ロープラクティス商法 問題30

ロープラクティス商法の問題30を解いていきます。

この問題は会社の期間設計に関する問題ですが、もしかしたら、最新の法改正に会っていない部分があるかもしれません。

私が解いているのは第三版です。

 

Law Practice 商法〔第4版〕

Law Practice 商法〔第4版〕

  • 作者:黒沼 悦郎
  • 発売日: 2020/03/19
  • メディア: 単行本
 

 

 設問1

 1.まず、甲社の会社形態がどのようなものであるか検討する。

 本件事案における甲社は資本金50億円を有することから、会社法2条6号にいう大会社に該当する。また、東京証券取引所に上場していることから、会社法2条5号の公開会社に該当する。そのため、会社法327条1項1号に基づき取締役会の設置が必要であり、会社法327条の2により社外取締役を設置しなければならない。

 甲社は会社法上の取締役会設置会社に該当することから、会社法362条1号により重要な財産の処分について取締役に委任することはできなくなっている。重要な財産に該当するか否かは財産の価額のみでなく、会社の総資産に占める割合や、財産使用の態様や財産の保有目的などを総合考慮することにより判断される。

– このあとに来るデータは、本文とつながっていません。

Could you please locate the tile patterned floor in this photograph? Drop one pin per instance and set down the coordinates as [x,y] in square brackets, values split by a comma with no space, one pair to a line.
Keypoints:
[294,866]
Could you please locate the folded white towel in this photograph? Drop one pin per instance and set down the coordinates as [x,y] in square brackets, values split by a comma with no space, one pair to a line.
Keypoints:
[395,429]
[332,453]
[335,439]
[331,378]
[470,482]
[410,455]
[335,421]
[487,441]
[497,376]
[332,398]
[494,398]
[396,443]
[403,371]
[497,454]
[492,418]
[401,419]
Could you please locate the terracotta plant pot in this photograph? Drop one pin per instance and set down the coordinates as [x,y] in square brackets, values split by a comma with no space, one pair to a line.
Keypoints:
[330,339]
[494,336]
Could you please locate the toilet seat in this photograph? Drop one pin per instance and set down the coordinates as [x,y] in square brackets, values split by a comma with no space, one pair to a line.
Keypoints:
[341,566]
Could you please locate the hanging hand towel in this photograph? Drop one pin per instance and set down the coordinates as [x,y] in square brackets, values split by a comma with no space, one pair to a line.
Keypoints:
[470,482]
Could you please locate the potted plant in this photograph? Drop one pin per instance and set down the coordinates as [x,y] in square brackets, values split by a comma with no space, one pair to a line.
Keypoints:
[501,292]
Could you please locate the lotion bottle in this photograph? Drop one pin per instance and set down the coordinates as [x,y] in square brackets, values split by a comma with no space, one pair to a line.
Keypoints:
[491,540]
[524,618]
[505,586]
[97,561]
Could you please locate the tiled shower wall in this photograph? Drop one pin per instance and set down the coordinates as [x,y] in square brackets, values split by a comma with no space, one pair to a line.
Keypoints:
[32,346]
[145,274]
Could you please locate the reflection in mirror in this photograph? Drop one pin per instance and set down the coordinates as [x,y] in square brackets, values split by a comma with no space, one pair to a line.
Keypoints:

 Aが単独で決定しようとしている内容というものは、30億円を超えない取引についての決定であり、相当な額の取引であるということができる。さらに、この取引の額というものは資本金の額に比して非常に大きく、さらに、10億円程度は通常の取引の範囲内で行われているとはいえ、かなりの額に上るものであることから、30億円を超えない額というものは通常の取引の目的としてのみではなく、相当高額な取引としての目的を有すると考えられる。

 そのため、Aが単独で決定しようとしている30億円を超えない取引というものは会社法362条4項1号にいう重要な財産の処分に該当する。そのため、Aは定款変更によっても、このことを単独で決定することはできない。

2.よって、現状のまま本件アジェンダを規定することはできない。

設問2

1.会社法404条以下に規定される指名委員会等設置会社の場合、重要な財産の処分について取締役会で決定しなければならないとする規定がないため、締め委員会等設置会社に変更することが考えられる。

2.また、会社法399条の13第4項1号によれば、監査等委員会設置会社の場合でも重要な財産の処分について原則として取締役に委任することはできないものの、同条5項によって、重要な財産の譲渡について取締役に委任することができるとされる。ただし、そのためには社外取締役過半数を占めなければならないため、社外取締役を増員しない限りこのような形態にすることができない。

3.そのため、甲社を指名委員会等設置会社にすることが推奨される。